So Donald Trump hits Davos today. On one level, to the Davos crowd, he’ll always be a guy from Queens who made his money in a grubby business. At the same time, the globalists have reason to be happier with Trump than some of his more extreme campaign rhetoric might have suggested. He gave them a huge tax cut anyway.
And most of all: Like it or not, he is presiding over a strong economy. It may not be his doing, considering that until the tax bill passed, he did nothing. But the facts are the facts.
I have a lot of conversations with liberals who say, “I can’t wait for 2020” or “2020 can’t come soon enough.” I agree. We need to get to the next election, in one piece. And Trump should be eminently beatable.
But lately I’ve been thinking. Worrying.
It’s not so much about the putative Democratic field, although I should say that I’m some distance from being bowled over by it. They have strengths—and glaring weaknesses. But let’s not make this column about them. It’s too early for all that.
What it isn’t too early for is a critical examination of some assumptions most liberals seem to be making about how beatable Trump is. I count four.
1. His approval numbers are so low he can’t possibly win.
That might be true. But I still remember the Dubya experience. If you can read this chart closely enough, you’ll see that for virtually all of 2004, Bush was below 50 percent. But in the poll that mattered, on November 2, he got 50.73 percent. Obviously, a certain percentage of voters looked at the competition, decided John Kerry was worse, and unenthusiastically stuck with the devil they knew.
As I write these words, Trump is at 41 percent, according to HuffPo Pollster. He’s not at 35 anymore. He’s made a little rebound lately. I know, it’s inconceivable to me too, but there we have it. Suppose the economy holds out all that time. Suppose he doesn’t start World War III. Suppose he just stops tweeting. You hear interviews with people in the street, people who obviously don’t know much, and the first thing they all say is, “I wish he’d stop tweeting.” What if he did?
He’d be up to 43, 44, 45. And remember—he “won” with 47 percent. That dope Jill Stein may well run again, and who knows who else. So as long as he’s within shouting distance of 47 by January 2020, his approval ratings will be nothing to take solace in.
2. People are so embarrassed by him that they can’t possibly reelect him having witnessed his behavior as president for four years.

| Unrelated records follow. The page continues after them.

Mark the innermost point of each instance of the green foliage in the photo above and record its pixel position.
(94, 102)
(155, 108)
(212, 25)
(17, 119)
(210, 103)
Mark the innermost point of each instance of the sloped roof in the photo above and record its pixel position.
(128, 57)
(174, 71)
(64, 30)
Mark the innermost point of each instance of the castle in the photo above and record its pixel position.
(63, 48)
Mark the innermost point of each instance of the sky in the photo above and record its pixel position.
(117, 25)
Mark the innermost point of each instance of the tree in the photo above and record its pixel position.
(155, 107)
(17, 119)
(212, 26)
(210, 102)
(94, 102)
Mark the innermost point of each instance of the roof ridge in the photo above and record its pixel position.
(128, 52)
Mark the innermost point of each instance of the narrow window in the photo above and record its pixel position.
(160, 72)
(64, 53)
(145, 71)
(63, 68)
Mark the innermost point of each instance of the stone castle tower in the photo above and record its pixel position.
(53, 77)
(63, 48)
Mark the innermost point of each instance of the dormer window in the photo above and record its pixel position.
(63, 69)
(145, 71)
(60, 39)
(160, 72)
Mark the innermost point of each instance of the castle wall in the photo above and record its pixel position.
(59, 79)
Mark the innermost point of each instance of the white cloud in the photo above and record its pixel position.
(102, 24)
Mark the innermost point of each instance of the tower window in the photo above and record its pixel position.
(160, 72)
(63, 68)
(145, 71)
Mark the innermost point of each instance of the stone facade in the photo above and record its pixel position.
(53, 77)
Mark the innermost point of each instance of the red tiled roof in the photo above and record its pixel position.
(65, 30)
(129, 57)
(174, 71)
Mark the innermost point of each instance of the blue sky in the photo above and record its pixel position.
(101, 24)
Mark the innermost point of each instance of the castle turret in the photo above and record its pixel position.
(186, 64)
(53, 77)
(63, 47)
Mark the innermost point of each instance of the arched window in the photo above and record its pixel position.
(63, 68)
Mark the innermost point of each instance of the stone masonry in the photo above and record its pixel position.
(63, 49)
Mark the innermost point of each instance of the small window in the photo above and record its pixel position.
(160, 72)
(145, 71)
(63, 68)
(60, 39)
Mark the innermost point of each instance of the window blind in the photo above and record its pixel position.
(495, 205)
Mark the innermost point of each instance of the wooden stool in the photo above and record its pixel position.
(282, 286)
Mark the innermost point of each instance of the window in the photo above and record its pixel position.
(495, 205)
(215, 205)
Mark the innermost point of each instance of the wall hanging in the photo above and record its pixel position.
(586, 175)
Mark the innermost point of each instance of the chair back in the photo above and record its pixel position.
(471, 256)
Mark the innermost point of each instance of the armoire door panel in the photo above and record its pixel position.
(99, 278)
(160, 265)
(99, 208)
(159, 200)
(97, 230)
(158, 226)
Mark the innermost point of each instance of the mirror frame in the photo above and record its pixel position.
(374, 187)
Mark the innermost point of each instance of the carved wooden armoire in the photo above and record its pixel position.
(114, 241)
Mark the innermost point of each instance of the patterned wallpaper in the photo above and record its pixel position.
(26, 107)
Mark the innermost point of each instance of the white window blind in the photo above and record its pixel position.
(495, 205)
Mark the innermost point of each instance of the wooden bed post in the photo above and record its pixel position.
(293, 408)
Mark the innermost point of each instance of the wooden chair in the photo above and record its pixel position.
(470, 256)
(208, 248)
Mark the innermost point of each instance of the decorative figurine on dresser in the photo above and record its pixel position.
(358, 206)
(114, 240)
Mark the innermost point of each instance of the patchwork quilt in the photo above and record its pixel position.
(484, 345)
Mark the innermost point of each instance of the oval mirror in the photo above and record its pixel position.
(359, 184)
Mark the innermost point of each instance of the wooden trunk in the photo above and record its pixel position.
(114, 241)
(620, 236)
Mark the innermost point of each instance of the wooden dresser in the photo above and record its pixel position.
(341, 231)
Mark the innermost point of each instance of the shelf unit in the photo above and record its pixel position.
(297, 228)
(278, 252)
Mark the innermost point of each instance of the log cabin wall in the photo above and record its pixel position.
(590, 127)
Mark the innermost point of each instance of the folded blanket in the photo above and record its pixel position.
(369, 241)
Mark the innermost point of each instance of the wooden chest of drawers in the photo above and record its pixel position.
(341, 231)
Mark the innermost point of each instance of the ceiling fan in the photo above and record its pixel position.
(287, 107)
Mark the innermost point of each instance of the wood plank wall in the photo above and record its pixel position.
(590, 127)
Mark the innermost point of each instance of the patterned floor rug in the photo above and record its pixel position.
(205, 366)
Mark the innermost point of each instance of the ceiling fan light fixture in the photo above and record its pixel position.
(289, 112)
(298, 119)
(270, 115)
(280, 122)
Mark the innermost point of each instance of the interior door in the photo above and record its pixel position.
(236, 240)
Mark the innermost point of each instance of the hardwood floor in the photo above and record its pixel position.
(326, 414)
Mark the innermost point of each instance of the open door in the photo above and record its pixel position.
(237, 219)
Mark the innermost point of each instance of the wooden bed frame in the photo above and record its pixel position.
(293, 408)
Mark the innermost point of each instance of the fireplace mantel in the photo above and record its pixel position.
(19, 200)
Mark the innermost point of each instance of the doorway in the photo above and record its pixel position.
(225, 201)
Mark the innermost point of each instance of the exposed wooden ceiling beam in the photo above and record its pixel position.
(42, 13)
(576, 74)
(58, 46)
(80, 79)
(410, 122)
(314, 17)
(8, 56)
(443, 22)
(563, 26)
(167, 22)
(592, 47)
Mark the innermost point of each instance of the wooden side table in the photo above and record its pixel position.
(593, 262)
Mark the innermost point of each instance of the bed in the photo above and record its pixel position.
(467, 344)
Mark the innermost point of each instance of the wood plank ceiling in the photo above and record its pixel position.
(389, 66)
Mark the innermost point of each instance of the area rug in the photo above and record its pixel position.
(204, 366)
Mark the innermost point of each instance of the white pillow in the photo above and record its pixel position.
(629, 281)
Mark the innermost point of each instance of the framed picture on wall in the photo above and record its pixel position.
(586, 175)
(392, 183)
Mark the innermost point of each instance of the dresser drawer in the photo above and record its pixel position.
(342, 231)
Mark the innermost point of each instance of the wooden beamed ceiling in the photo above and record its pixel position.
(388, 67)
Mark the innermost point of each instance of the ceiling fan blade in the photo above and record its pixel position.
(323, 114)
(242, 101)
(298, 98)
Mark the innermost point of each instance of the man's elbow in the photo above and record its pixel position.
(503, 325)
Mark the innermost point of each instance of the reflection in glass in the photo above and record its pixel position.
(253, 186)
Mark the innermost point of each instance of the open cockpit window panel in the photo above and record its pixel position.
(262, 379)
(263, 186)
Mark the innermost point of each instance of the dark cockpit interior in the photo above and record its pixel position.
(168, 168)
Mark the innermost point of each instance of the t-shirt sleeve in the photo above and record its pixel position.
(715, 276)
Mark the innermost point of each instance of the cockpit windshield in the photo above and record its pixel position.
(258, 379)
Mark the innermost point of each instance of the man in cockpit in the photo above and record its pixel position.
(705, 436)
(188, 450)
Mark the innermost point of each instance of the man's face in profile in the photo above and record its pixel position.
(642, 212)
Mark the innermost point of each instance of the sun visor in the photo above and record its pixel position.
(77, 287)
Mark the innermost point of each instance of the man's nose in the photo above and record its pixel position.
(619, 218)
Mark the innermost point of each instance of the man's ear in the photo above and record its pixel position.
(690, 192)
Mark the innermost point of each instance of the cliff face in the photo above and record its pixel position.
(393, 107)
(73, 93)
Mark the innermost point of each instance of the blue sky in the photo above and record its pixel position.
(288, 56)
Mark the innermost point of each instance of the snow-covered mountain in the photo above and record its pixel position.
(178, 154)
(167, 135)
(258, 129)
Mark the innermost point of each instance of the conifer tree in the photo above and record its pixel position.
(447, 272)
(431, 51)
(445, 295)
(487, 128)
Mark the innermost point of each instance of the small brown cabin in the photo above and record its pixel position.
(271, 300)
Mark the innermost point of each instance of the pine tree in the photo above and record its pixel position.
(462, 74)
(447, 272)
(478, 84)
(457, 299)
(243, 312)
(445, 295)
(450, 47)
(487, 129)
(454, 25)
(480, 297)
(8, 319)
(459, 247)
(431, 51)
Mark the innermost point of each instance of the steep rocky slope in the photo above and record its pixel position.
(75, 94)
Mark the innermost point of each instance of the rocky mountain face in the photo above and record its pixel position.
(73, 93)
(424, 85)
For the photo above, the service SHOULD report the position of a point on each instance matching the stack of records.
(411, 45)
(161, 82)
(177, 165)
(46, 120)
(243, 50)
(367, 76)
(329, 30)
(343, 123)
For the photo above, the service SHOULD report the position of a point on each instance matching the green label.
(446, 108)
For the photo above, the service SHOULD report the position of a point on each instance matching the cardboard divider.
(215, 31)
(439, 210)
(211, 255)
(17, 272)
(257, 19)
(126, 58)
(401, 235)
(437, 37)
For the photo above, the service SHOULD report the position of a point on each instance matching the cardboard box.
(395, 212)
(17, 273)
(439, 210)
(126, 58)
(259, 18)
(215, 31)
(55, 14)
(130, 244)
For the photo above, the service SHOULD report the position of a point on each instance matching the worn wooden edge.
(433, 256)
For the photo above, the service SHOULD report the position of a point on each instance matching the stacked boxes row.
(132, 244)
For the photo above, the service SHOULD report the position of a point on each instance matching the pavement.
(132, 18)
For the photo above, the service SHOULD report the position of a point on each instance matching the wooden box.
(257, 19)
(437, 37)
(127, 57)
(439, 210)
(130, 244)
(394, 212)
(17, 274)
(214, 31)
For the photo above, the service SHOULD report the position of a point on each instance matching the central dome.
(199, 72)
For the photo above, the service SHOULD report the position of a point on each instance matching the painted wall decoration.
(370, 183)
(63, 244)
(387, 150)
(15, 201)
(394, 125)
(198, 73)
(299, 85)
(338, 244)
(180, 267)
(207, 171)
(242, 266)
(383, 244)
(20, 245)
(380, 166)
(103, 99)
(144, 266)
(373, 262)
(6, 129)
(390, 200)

This brings to mind Nora Ephron’s old joke about not understanding how Ronald Reagan could have been reelected as she didn’t know a soul who voted for him. That is to say, yes, liberals can’t stand the sight of the guy. The mere thought of the guy. A liberal turns on NPR in the morning and hears one of those somnolent voices say “President Trump yesterday…” and still goes “WHAT?!?”
But we cannot make the mistake of thinking that non-liberals react that way. They don’t. Obviously, conservatives don’t react that way, but I don’t mean them. I mean the sliver of people in the middle who aren’t all that political but will vote for president. My guess is these folks do find Trump kind of embarrassing, and kind of dangerous, too; but those thoughts don’t overpower everything else they think about him. It’s not inconceivable to them that the man is president. He ran, like all the others. He won. It was weird, but he won.
Trump is plausible to them as the president of the United States. They aren’t aghast at the mere idea of it. Hillary Clinton probably talked a little too much this way, assuming people’s aghastness. But non-liberals aren’t aghast, and certainly won’t be in the fall of 2020 if there’s a good economy and no wars.
3. A non-Hillary woman, without her unique baggage, can win.
Again, maybe. But I’m not so sure. Trump will run a flagrantly misogynistic campaign against any woman. And Fox News will move heaven and earth to keep Donald Trump from losing to a liberal feminist woman. It’ll be the most disgusting campaign any of us has ever seen. It will be denounced everywhere.
And it might work. Because there’s obviously a part of men’s brains, most men, that is really resistant to having a woman president. How in blazes did Trump get one-third of Latino men? His campaign was predicated on smearing Latinos as a group. But I’m not singling them out. Too many men in general voted the male vote. Trump cruised among white non-college men. But he won big among white male college grads, too—53 to 39.
The attacks will be sexist, awful, relentless. The men witnessing them will know they’re all those things. And yet, some part of the attacks will lodge in that moldy corner of men’s brains that entertains such notions and take hold. Polls won’t pick it up, as indeed they didn’t pick up Trump’s male Latino vote. But it’ll be there.
4. Robert Mueller will take care of everything.
I think he might. I still say Trump admitted to obstructing justice on national TV in that Lester Holt interview, so it’s hard for me to see how Mueller doesn’t at least pin an obstruction charge on Trump. But of course he’s the president. He can’t be indicted, at least probably not by Mueller.
And what if Mueller never finds any proof that Trump himself was in on any Russia collusion? I can picture Trump sliding out of that, what with the whole Republican Party and Fox News and all the rest of them hammering away at the investigation as illegitimate and compromised and all those other things they’re making up.
If the economy tumbles, everything’s different, and he may well be easy to beat. But if it holds, corporate America will make its peace with him. Republicans will be with him up and down. The convention will be a lovefest.
Democrats need to realize this. Their fundamental horror at the man’s very existence is not shared. They have to nominate a good candidate who has to run a good campaign. It’s depressingly easy for me to picture neither of those things happening.